Pour assurer le traitement judiciaire des très nombreuses gardes à vue, le garde des sceaux envoie des soutiens au tribunal de Nouvelle-Calédonie, notamment au parquet général. Quant à la juridiction administrative, si elle est placée sous l'autorité du garde des sceaux, elle est plus directement gérée par le Conseil d'État, qui ne m'a pas apporté de réponse concernant un éventuel renfort. En tout cas, la permanence judiciaire et administrative est garantie et nous travaillons avec les juridictions administratives.

Je n'ai pas connaissance de contestation des assignations à résidence notifiées. En revanche, un référé a été déposé devant le Conseil d'État pour contester l'instauration de l'état d'urgence.

La décision d'interdire TikTok a été prise par le Premier ministre avec le haut-commissaire de la République en Nouvelle-Calédonie et le président du gouvernement de la Nouvelle-Calédonie, Louis Mapou, au nom de la théorie des circonstances exceptionnelles. Elle a fait l'objet d'un recours devant le Conseil d'État, qui devrait publier sa décision à la fin de la semaine.

Je rappelle que les télécommunications relèvent de la compétence du gouvernement local et que l'île est couverte par un opérateur de téléphonie mobile propre, différent des opérateurs en métropole. Nous avions envisagé de dégrader localement la qualité du réseau mobile utilisé pour les réseaux sociaux, en le faisant passer de la 5G à la 2G, comme l'avaient proposé les sénateurs dans un rapport sur les émeutes de 2023, mais nous y avons finalement renoncé.
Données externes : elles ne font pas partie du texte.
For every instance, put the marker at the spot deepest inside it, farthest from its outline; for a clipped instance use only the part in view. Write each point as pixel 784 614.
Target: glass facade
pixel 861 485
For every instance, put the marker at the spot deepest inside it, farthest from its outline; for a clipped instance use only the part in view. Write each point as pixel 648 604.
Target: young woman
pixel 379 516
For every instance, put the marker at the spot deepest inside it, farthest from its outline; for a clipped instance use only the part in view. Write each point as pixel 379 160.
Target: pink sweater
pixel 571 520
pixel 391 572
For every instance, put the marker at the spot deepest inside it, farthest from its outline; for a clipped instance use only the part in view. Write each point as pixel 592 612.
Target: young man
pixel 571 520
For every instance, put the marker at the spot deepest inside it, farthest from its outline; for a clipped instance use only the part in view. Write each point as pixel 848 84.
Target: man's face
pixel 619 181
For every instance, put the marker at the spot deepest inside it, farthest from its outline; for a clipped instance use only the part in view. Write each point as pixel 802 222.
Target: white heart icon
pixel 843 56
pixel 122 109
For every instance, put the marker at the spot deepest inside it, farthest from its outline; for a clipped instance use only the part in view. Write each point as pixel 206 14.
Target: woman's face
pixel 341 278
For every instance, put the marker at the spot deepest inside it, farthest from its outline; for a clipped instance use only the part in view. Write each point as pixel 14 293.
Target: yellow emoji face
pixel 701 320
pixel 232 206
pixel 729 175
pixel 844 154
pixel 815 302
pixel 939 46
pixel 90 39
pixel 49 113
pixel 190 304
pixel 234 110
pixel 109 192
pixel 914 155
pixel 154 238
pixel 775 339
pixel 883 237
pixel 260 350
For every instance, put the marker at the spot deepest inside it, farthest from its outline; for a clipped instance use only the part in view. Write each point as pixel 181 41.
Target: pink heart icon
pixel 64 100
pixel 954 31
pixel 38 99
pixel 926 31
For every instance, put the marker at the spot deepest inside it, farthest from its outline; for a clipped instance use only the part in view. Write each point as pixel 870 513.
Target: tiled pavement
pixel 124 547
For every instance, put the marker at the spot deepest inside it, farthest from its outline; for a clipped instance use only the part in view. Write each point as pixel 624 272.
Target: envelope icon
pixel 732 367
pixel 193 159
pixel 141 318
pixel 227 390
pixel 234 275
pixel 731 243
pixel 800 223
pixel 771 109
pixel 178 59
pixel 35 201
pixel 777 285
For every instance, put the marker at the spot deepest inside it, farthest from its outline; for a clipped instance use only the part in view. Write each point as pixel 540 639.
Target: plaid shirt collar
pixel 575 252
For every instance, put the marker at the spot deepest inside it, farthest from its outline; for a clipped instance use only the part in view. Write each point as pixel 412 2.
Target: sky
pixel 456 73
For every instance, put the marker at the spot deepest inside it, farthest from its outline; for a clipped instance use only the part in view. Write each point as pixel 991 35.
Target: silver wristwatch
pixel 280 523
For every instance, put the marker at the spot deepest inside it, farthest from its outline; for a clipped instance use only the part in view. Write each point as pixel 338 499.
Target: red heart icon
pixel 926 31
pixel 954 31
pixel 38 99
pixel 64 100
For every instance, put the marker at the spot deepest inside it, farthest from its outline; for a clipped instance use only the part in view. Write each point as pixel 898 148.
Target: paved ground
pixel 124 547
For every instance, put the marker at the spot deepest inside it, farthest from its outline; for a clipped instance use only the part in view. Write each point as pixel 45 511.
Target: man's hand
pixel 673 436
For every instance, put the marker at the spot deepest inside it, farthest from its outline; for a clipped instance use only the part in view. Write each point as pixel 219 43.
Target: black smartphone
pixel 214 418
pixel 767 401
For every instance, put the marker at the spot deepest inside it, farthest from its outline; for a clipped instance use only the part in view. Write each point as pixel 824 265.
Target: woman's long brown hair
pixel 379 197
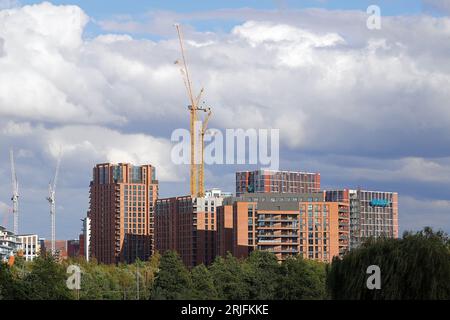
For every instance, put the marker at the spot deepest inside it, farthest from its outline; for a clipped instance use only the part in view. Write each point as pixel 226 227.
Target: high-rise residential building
pixel 73 248
pixel 287 225
pixel 188 225
pixel 60 248
pixel 29 244
pixel 8 244
pixel 372 213
pixel 85 239
pixel 268 181
pixel 122 202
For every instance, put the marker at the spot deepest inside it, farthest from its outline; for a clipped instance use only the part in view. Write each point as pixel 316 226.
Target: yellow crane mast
pixel 197 182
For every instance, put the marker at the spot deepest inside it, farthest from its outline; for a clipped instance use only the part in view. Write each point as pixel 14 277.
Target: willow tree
pixel 416 267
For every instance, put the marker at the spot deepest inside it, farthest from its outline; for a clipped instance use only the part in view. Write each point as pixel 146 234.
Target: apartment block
pixel 8 244
pixel 122 203
pixel 288 224
pixel 188 225
pixel 29 244
pixel 268 181
pixel 372 213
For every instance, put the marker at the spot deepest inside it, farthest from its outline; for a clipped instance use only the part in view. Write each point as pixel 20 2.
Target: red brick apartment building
pixel 264 181
pixel 285 224
pixel 372 213
pixel 122 202
pixel 188 225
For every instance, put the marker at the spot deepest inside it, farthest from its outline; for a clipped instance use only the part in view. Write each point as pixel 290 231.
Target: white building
pixel 87 237
pixel 29 244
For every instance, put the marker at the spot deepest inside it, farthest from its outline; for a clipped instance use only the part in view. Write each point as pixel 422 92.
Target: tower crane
pixel 197 182
pixel 51 200
pixel 15 194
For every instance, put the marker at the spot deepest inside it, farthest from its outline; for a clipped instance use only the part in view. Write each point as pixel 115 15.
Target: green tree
pixel 11 287
pixel 414 267
pixel 173 281
pixel 203 284
pixel 47 280
pixel 302 279
pixel 262 274
pixel 229 278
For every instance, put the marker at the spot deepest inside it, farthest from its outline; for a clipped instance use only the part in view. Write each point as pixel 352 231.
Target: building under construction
pixel 122 202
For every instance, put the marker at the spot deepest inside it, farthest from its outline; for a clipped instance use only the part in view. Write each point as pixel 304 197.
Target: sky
pixel 365 108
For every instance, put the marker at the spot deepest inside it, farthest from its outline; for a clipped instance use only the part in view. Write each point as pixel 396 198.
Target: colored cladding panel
pixel 380 203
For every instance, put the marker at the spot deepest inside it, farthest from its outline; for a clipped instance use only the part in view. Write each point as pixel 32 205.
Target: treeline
pixel 414 267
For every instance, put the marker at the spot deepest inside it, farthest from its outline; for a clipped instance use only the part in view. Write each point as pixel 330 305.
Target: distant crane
pixel 197 182
pixel 51 200
pixel 15 193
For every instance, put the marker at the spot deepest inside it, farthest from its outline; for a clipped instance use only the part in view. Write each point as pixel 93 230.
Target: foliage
pixel 302 280
pixel 173 281
pixel 203 284
pixel 414 267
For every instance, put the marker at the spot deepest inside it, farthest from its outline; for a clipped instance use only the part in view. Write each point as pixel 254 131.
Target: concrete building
pixel 372 213
pixel 122 201
pixel 9 245
pixel 286 224
pixel 188 226
pixel 267 181
pixel 60 248
pixel 29 244
pixel 73 248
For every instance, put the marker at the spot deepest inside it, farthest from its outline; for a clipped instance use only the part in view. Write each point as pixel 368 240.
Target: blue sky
pixel 365 108
pixel 104 8
pixel 138 9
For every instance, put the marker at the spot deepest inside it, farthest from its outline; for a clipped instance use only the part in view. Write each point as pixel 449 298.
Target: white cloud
pixel 333 88
pixel 443 6
pixel 415 214
pixel 7 4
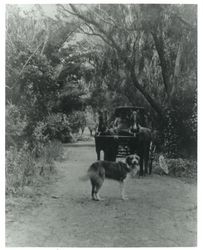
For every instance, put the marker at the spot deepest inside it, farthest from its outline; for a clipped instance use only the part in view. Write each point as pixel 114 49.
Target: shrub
pixel 20 168
pixel 58 127
pixel 77 121
pixel 15 126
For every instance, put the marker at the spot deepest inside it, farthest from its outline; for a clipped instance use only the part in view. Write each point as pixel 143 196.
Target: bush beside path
pixel 161 211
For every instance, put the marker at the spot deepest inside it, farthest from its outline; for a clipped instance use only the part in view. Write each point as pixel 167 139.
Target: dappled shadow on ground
pixel 160 211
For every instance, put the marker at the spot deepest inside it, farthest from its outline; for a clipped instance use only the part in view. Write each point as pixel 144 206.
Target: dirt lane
pixel 161 211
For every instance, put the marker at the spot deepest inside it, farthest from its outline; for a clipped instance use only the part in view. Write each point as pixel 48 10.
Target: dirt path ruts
pixel 160 212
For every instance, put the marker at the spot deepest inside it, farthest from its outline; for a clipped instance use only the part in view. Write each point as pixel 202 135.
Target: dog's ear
pixel 137 157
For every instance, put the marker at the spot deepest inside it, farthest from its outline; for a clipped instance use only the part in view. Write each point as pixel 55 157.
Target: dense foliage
pixel 62 70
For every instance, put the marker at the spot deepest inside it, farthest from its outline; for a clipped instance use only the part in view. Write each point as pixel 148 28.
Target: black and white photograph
pixel 101 104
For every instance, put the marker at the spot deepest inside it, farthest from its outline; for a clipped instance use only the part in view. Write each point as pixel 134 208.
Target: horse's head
pixel 135 121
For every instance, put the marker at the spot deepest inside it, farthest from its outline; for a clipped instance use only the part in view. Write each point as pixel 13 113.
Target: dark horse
pixel 142 144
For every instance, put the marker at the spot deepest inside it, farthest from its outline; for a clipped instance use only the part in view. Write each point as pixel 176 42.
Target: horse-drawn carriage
pixel 125 134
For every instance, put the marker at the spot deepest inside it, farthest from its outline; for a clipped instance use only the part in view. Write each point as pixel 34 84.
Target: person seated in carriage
pixel 122 125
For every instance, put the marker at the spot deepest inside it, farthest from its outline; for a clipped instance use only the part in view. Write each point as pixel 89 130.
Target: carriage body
pixel 118 143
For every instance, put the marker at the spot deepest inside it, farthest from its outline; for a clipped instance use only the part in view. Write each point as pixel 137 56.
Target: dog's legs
pixel 95 190
pixel 98 186
pixel 122 188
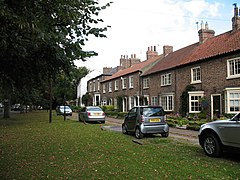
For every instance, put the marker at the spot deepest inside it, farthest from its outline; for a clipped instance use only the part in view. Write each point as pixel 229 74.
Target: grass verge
pixel 32 148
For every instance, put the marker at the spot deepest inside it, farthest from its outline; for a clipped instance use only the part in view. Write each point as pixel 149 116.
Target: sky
pixel 139 24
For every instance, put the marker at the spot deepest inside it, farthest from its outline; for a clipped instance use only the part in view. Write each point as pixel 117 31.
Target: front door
pixel 216 106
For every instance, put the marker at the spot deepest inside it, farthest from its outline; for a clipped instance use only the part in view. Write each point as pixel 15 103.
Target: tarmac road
pixel 176 133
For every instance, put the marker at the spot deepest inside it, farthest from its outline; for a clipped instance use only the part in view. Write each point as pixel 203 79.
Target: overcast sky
pixel 139 24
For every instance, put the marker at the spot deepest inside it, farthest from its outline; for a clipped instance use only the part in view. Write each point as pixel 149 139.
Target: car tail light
pixel 165 118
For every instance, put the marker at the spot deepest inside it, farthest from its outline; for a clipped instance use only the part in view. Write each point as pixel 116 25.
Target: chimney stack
pixel 205 33
pixel 151 52
pixel 236 18
pixel 167 49
pixel 107 70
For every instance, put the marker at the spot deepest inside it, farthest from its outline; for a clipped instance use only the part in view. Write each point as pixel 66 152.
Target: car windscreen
pixel 152 111
pixel 66 107
pixel 94 109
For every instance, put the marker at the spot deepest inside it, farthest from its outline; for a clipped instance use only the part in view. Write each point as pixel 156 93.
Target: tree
pixel 40 39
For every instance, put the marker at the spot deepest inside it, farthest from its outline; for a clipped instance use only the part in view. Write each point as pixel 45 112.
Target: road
pixel 176 133
pixel 114 124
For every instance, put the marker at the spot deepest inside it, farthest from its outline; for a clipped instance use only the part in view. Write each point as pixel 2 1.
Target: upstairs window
pixel 94 85
pixel 194 101
pixel 146 83
pixel 124 83
pixel 154 100
pixel 104 88
pixel 98 85
pixel 196 75
pixel 116 85
pixel 110 87
pixel 233 68
pixel 131 82
pixel 166 101
pixel 90 87
pixel 166 79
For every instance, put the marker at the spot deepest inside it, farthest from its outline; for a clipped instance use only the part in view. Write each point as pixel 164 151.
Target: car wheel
pixel 138 133
pixel 212 146
pixel 124 129
pixel 166 134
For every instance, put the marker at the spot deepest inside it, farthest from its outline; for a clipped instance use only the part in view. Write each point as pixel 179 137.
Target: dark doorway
pixel 216 104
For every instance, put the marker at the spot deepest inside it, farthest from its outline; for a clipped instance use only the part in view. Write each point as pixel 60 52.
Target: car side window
pixel 132 112
pixel 236 118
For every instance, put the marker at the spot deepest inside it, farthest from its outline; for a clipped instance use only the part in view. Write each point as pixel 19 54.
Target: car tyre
pixel 212 145
pixel 166 134
pixel 124 129
pixel 138 133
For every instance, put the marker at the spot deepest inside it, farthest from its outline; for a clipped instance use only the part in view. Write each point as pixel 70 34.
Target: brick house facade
pixel 210 69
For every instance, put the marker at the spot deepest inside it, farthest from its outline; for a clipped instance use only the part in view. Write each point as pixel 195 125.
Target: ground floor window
pixel 194 101
pixel 232 100
pixel 131 102
pixel 154 100
pixel 115 103
pixel 166 101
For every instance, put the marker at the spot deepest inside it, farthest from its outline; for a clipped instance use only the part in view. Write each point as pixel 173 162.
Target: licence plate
pixel 154 120
pixel 96 114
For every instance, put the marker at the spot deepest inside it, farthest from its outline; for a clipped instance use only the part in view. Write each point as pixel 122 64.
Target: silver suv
pixel 146 120
pixel 221 135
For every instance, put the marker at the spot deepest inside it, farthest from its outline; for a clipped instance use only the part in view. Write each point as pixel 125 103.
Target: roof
pixel 142 66
pixel 217 45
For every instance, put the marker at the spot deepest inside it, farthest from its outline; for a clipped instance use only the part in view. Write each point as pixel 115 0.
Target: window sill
pixel 196 82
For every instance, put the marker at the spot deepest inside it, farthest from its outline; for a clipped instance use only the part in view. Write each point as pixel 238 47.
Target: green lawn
pixel 33 148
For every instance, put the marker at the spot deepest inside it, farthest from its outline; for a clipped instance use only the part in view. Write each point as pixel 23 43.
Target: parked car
pixel 219 136
pixel 143 120
pixel 60 110
pixel 92 114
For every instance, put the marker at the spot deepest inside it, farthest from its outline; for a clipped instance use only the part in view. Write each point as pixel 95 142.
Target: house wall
pixel 108 97
pixel 213 80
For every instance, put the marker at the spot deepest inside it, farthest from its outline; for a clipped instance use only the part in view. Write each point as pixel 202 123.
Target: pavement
pixel 114 124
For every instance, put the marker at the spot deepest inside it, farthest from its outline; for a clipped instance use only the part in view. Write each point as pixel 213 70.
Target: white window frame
pixel 166 79
pixel 197 95
pixel 146 83
pixel 131 82
pixel 116 83
pixel 167 102
pixel 104 88
pixel 110 87
pixel 154 100
pixel 232 71
pixel 131 102
pixel 232 98
pixel 94 86
pixel 98 85
pixel 90 87
pixel 124 83
pixel 195 77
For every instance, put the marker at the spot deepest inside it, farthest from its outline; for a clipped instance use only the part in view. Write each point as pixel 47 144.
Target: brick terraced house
pixel 204 75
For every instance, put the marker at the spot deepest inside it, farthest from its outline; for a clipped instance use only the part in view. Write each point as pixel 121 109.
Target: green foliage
pixel 107 108
pixel 42 39
pixel 73 150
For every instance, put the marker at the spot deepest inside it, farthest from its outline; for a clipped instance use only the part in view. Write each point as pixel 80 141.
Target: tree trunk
pixel 6 109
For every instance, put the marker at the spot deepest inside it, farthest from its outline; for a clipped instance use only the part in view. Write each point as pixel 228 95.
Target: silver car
pixel 143 120
pixel 61 110
pixel 92 114
pixel 219 136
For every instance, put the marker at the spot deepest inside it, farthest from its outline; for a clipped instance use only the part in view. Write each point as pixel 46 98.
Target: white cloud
pixel 138 24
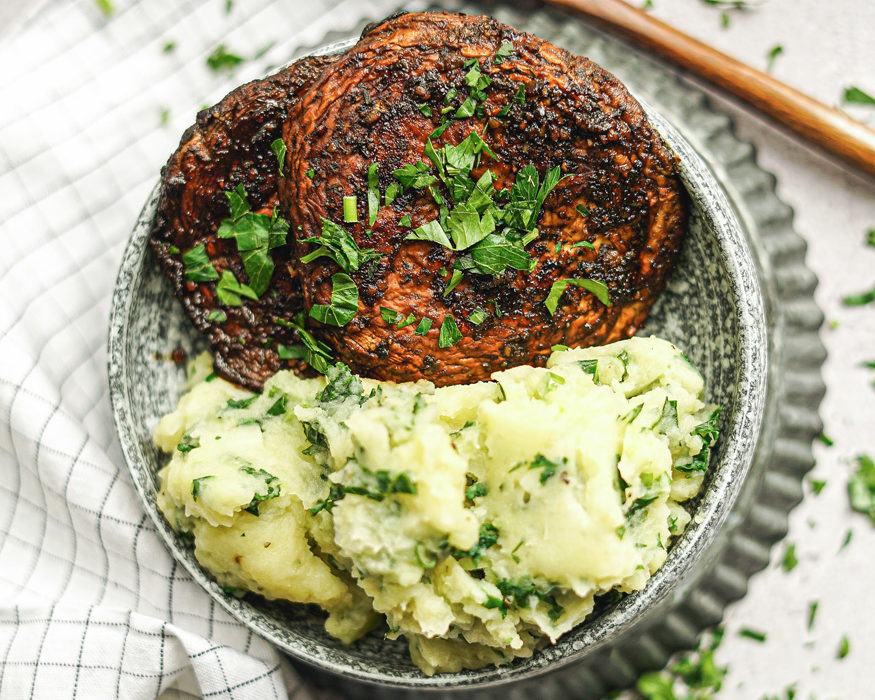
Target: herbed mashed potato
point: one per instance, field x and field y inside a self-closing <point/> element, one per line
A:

Je ne sais pas s'il sera nécessaire de proroger l'état d'urgence. Afin de parer à cette éventualité et d'être prêts pour le lundi 27 mai, nous avons d'ores et déjà transmis une ébauche de projet de loi au Conseil d'État, qui n'a pas encore été présentée en Conseil des ministres. Si un tel texte était ensuite débattu au Parlement – mais je ne veux pas préempter la décision du Conseil des ministres et du Président de la République –, l'avis du Conseil d'État y serait intégralement annexé.

Enfin, nous avons déjà évacué quatre-vingt-quatre personnes, notamment des membres de la famille de gendarmes ; l'opération se poursuit, avec les touristes français et étrangers. Nous travaillons désormais à permettre le retour dans l'île des touristes calédoniens qui le souhaitent.